業務トピック

個人主義 財布は別々の成年後見

成年後見制度は、ドイツ、イギリスが先進で、日本は、ヨーロッパを参考にして、制度導入しています。
成年後見制度のご利用をお考えの方にご説明をするときに、いつも立ちはだかる問題があります。
それが個人主義的な考え方です。

欧米の個人主義とアジアの家族主義

欧米では、早いタイミングで家を出て自活を始めることが一般的だったそうです。個人主義が育つ文化的土壌があったと思います。
このあたりは、経済情勢や社会の変化によっても、また個人の考え方によっても変わってくるでしょうから、欧米人はみなすぐ独立するというとそれはそれで言い過ぎだとは思います。
とはいえ独立しますと、その家計も独立します。

一方、アジアは家から出ない傾向が強いようです。
日本では、とりわけ戦前は家制度がありました。3世代一緒に暮らすのも当たり前ですし、おじさん、おばさんも一緒に住んでいるなんてことも珍しいことではなかったかと思います。
アジア諸国は、今でも家族単位で動く傾向があるようで、日本でも戦後に核家族が進んだとは言え、欧米のように家計分離が進む傾向にはないだろうと思います。

欧米のサイフとアジアのサイフ

欧米では個人主義的ですので、お金の管理も独立して行う傾向にあろうかと思います。

ところが、アジアではお金の管理は家族で一括して行う傾向にあります。
例えば3人の収入から生活をしている場合、3人の収入を合計して、そこから支出します。
財布はいわば一つなわけです。Aさん10万円、Bさん15万円、Cさん5万円、3人で合計30万円。家計支出はこの30万円から出すという感じです。つまり収入の一元化が図られています。

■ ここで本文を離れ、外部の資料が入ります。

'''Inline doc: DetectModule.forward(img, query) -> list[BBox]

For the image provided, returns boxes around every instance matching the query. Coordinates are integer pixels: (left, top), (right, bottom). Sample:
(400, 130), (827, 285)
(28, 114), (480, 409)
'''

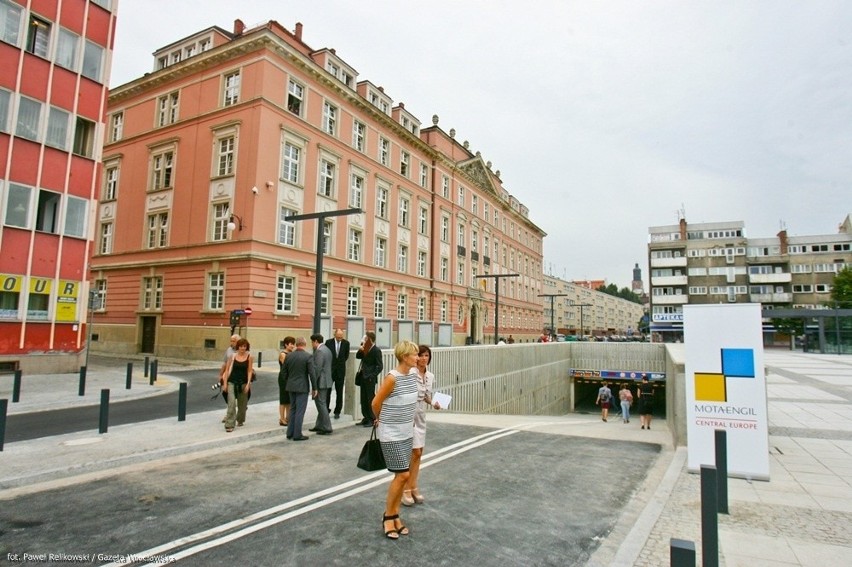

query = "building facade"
(541, 275), (644, 340)
(0, 0), (117, 372)
(92, 20), (545, 358)
(648, 215), (852, 341)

法律は欧米で発展しましたので、当然法律というものは欧米ナイズしてできてますので、法律そのものは、個人主義的な感覚が強いだろうと思います。
成年後見制度もヨーロッパ的思想の影響は少なくありません。
その元では、お金の管理は個人単位で行います。
そうしますと、みんなで30万円で暮らすというのではなく、Aさんは10万円から生活費をいくら出す。Bさんは15万円から生活費をいくら出す。Cさんは5万円から生活費をいくら出す。
それぞれの支出は、それぞれで考えます。この場合、収入は一元化されていません。

成年後見制度は、収入支出の分割化

成年後見制度は、個人主義的な考えでできています。
収入と支出をそれぞれ分けて考えるようになります。
例えば、Cさんは5万円しかないとなれば、Cさんの支出はCさん一人では賄えないかもしれません。
その場合、成年後見的な考えですと、Aさんが自分の支出をして「余ったお金」をCさんに援助するという風に考えます。
さらに成年後見制度では、なぜ援助できるかについても個別的に考えます。
法律上、援助する理由があるかということです。
扶養義務があれば、その履行として支払う。という義務論。
またはAさんが、Cさんを助けたいという意志を実現する。という意志論です。
こういう理屈が立たないと、Aさん→Cさんへのお金の移動は認めにくいというのが、成年後見制度であり、西洋を起源とする法律的な思考になります。

しかし、日本の世帯は、家計を一つとして計算している傾向にあります。
なので、この西洋的な法律論は、あまり日本の文化的に馴染まないと思います。
日本でも世帯が分離している場合は、個人主義でも別に問題はないことが多いです。しかし、世帯が同一ですと、このあたりの調整がなかなか難しいところが成年後見制度にはあると思います。